Bernard Montiel & Amanda Lear 

Au micro de Bernard Montiel, dans l’émission “1 h avec…” qui sera diffusée dimanche 17 mars sur RFM et dont “Gala” vous fait découvrir un extrait en exclusivité, Amanda Lear s’est exprimée sur son absence de la grande tournée des chanteurs et chanteuses emblématiques des années 1980.

Elle a passé son tour. Initiée en 2013 par Olivier Kaefer à la suite du succès du film Stars 80 de Thomas Langmann et Frédéric Forestier, la tournée Stars 80 tient le coup. Il faut dire que la formule séduit encore un large public et la dernière série de concerts en date a encore convaincu avec son affiche de rêve : Sabrina, Zouk Machine, Jean-Pierre Mader, artiste derrière le tube “Macumba”, ou encore Phil Barney. Amanda Lear aurait eu toute sa place parmi ces vedettes des années 1980, mais la chanteuse a pourtant préféré ne pas prendre part à ce grand rassemblement. Un choix dont elle s’est justifiée dans l’émission 1h avec…, diffusée ce dimanche 17 mars sur les ondes RFM.

Au micro de Bernard Montiel, Amanda Lear a d’abord souligné que ce genre de tournées était énergivore : “C’est très fatigant”, a ainsi soufflé celle qui a été opérée du cœur en 2022. De plus, pas question pour l’interprète de “Queen of Chinatown” de prendre part à la guerre d’ego qu’engendrerait ces séries de concerts dédiées aux stars des années 80, comme elle l’a expliqué auprès de nos confrères : “C’est curieux, comme ça a eu un énorme succès en France. Ils voulaient aussi le faire en Italie, donc on me l’avait proposé. Mais en Italie, il y a eu un problème d’ego, c’est-à-dire que tous ces chanteurs des années 80 disaient ‘ah non, moi, je suis plus célèbre que toi’, ‘moi, j’ai vendu plus de disques alors je devrais terminer la première partie’…”

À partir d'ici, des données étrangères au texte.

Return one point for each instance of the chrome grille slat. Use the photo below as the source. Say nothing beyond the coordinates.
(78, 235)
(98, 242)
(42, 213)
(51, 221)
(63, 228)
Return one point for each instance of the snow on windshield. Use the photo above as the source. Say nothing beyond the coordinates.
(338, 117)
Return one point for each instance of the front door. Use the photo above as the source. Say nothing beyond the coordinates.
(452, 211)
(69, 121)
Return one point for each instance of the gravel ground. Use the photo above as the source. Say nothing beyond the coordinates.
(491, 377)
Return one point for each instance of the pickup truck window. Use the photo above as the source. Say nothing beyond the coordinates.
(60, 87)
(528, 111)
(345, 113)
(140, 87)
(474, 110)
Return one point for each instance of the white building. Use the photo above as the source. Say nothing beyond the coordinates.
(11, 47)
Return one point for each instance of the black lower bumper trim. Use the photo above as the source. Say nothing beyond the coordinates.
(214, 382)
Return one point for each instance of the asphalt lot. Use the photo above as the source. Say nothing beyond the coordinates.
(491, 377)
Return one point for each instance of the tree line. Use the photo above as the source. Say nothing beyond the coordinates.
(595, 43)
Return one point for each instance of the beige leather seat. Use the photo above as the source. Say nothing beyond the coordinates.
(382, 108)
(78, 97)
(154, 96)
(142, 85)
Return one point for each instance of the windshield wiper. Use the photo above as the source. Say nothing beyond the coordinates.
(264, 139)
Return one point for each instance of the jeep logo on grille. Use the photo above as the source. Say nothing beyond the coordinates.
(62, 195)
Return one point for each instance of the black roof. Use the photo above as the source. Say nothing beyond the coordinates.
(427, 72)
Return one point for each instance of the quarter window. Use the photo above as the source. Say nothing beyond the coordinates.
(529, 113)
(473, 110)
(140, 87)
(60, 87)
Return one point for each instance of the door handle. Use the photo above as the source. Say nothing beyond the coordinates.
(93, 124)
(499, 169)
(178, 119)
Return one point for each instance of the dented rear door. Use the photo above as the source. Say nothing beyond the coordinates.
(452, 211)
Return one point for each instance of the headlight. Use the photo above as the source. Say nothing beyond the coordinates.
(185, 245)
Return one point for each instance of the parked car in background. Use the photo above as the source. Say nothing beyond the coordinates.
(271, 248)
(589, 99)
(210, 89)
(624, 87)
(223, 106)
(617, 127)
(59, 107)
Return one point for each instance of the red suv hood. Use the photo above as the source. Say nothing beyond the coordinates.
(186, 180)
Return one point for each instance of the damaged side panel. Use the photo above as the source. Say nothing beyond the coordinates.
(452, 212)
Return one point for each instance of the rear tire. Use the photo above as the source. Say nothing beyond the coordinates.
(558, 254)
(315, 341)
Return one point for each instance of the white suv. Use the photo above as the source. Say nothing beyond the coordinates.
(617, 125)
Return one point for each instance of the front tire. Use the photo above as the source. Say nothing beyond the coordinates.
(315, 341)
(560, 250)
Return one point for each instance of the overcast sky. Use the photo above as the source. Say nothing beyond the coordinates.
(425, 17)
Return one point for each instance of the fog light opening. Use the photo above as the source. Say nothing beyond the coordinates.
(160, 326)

“Je préférerais faire un duo avec Chris Brown”

En 2013, Amanda Lear a donc refusé de participer à la toute première tournée Stars 80. Dans une interview donnée à Paris Match à cette époque, l’ancienne muse de David Bowie n’avait d’ailleurs pas mâché ses mots à propos de ce grand rendez-vous musical : “Je ne reprendrai pas mes vieux tubes remixés ou ceux des autres. Et pourquoi pas la tournée des morts ‘Âge tendre et gueule de bois’ ! Ce serait un constat d’échec.” Et d’ajouter, cinglante : “Je préférerais faire un duo avec Chris Brown et Snoop Dogg que de chanter avec Nicoletta.” Auprès de Bernard Montiel, Amanda Lear a d’ailleurs assuré une nouvelle fois qu’elle préférait vivre avec son temps : “Je ne suis pas nostalgique. […] Ça ne sert à rien de regarder en arrière.”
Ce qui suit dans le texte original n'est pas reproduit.